Did you know that when you use your phone to authenticate your Facebook login, the company feeds the number into its friend suggestions feature? Neither did most other people until the social media giant told Reuters about it this week.
Facebook operates a two-factor authentication (2FA) system that lets users add a second authentication channel to their account. Instead of relying solely on a username and password, they can also set their account to require a login code from a third-party authentication app, or a code sent via SMS text message to their phone.
It’s the phone number part that’s a problem.
Facebook clearly likes to use as much of your personal data as it feels it can, and that includes the phone number linked to your 2FA setting. A study by researchers at Princeton and Northeastern universities released in May 2018 found that the company had been using these 2FA phone numbers to serve advertisements. What’s worse is that you couldn’t register for the 2FA service without a phone number until Facebook changed its policy in May 2018.
When it fined Facebook $5bn in July 2019, the FTC also made it promise not to do that anymore. The 20-year settlement order that the Commission submitted said that Facebook:
[…] shall not use for the purpose of serving advertisements, or share with any Covered Third Party for such purpose, any telephone number that Respondent has identified through its source tagging system as being obtained from a User prior to the effective date of this Order for the specific purpose of enabling an account security feature designed to protect against unauthorized account access (i.e., two-factor authentication, password recovery, and login alerts).
So it stopped. So far, so good.
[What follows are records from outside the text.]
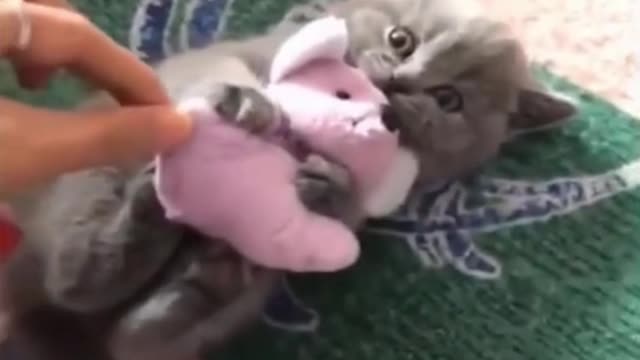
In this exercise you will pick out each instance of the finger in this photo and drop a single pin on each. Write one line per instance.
(44, 143)
(54, 3)
(67, 39)
(33, 77)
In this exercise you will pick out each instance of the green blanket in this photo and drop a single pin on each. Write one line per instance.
(536, 258)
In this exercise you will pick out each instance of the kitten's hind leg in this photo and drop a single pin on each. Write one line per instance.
(106, 245)
(207, 301)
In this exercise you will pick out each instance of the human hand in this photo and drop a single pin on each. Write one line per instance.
(37, 144)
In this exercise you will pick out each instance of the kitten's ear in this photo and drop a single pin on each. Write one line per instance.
(538, 110)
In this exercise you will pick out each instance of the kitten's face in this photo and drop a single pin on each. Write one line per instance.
(458, 84)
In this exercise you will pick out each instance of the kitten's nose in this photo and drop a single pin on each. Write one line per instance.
(389, 118)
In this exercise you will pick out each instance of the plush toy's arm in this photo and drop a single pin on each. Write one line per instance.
(107, 243)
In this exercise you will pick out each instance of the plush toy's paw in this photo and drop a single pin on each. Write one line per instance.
(245, 107)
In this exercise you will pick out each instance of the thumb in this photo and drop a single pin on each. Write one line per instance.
(114, 137)
(48, 143)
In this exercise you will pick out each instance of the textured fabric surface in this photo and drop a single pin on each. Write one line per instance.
(536, 258)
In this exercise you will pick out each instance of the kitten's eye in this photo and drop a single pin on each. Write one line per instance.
(447, 97)
(402, 40)
(342, 95)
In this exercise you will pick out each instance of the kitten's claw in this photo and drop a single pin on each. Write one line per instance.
(245, 107)
(325, 188)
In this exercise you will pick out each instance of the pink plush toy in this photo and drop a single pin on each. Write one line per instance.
(233, 185)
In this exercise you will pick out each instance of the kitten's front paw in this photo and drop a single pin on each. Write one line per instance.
(245, 107)
(326, 188)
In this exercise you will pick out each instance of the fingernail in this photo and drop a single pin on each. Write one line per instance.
(176, 129)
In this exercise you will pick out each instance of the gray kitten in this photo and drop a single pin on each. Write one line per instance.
(459, 87)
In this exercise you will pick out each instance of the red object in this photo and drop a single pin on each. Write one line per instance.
(9, 238)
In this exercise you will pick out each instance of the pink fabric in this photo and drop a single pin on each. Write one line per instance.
(239, 187)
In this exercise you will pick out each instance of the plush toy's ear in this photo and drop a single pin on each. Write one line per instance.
(325, 38)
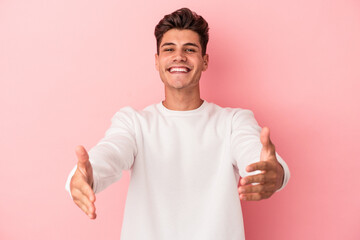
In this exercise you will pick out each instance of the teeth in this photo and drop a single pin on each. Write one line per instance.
(179, 70)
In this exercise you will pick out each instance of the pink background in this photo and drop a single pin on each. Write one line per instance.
(67, 66)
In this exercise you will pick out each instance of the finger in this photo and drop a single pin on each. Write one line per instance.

But in an interview with Reuters, Facebook’s chief privacy officer Michel Protti explained that the company had also been feeding those numbers into its ‘people you may know’ feature, which suggests friends for you to connect with on the platform.
This is all part of a wide-ranging effort to improve the company’s privacy, Protti told Reuters. How safe does it make you feel? A lot of people will have had no idea that it was using peoples’ 2FA details in this way. You can file this little gem under “you were doing what, now?”
Facebook will flip the off-switch on that data usage over the next few months, beginning in Ecuador, Ethiopia, Pakistan, Libya and Cambodia next week and going global next year.
Reuters said that if you’ve already given the social media platform your number as part of the 2FA service then the change won’t be retroactive – you’ll have to go into your settings manually, delete your number, and enter it again.
6 comments on “Facebook will stop mining contacts with your 2FA number”
This seem to go to the heart of the balance between privacy and security.
To ensure privacy you may split your activities over multiple accounts using different log-in details (and passwords – of course). You may even use a VPN to hide your IP address to stop the likes of Facebook and co aggregating details from one IP address as all potentially belonging to one advertising target. That is as much as you can do to for instance keep your business, activist and social lives apart on the internet.
Then you sign up to 2FA with one telephone number (or one “key” etc.) and immediately you have provided all these data aggregators with a means to aggregate your different online personas!
I have a “burner phone” and PAYG sim card just for my main google account (the others are unsecured by 2FA); but how many more phones. yubikeys etc. must I both have and carry with me?
I had to change my facebook account because I had to get a new phone and number now I can’t log in to any of my accounts please help me I can’t get in contact with anyone it keeps say to enter a valid phone number and it will not let me put my phone number in and my old phone doesn’t show anything on the screen so I can’t get into my old account
is your facebook account really precious to the you,can you not just start afresh ?
Good ‘ol bait-and-switch. Facebook tells you they are going to secure your account, and then go beyond that into unethical territory. I’m hoping regulators are going to be coming down on them harder the more stuff like this is exposed.
Yawn. some people are just privacy freaks that really should not be on facebook at all in the first place. I use 2FA and I really don’t care if they use it for friend suggestions.
Never trust a company that you are the product of.
Would make an interesting article, if someone wrote one about where we (consumers) are the product, but people think the company is a service to them. I wonder if cattle think that the farmers are there to care for them and their interest.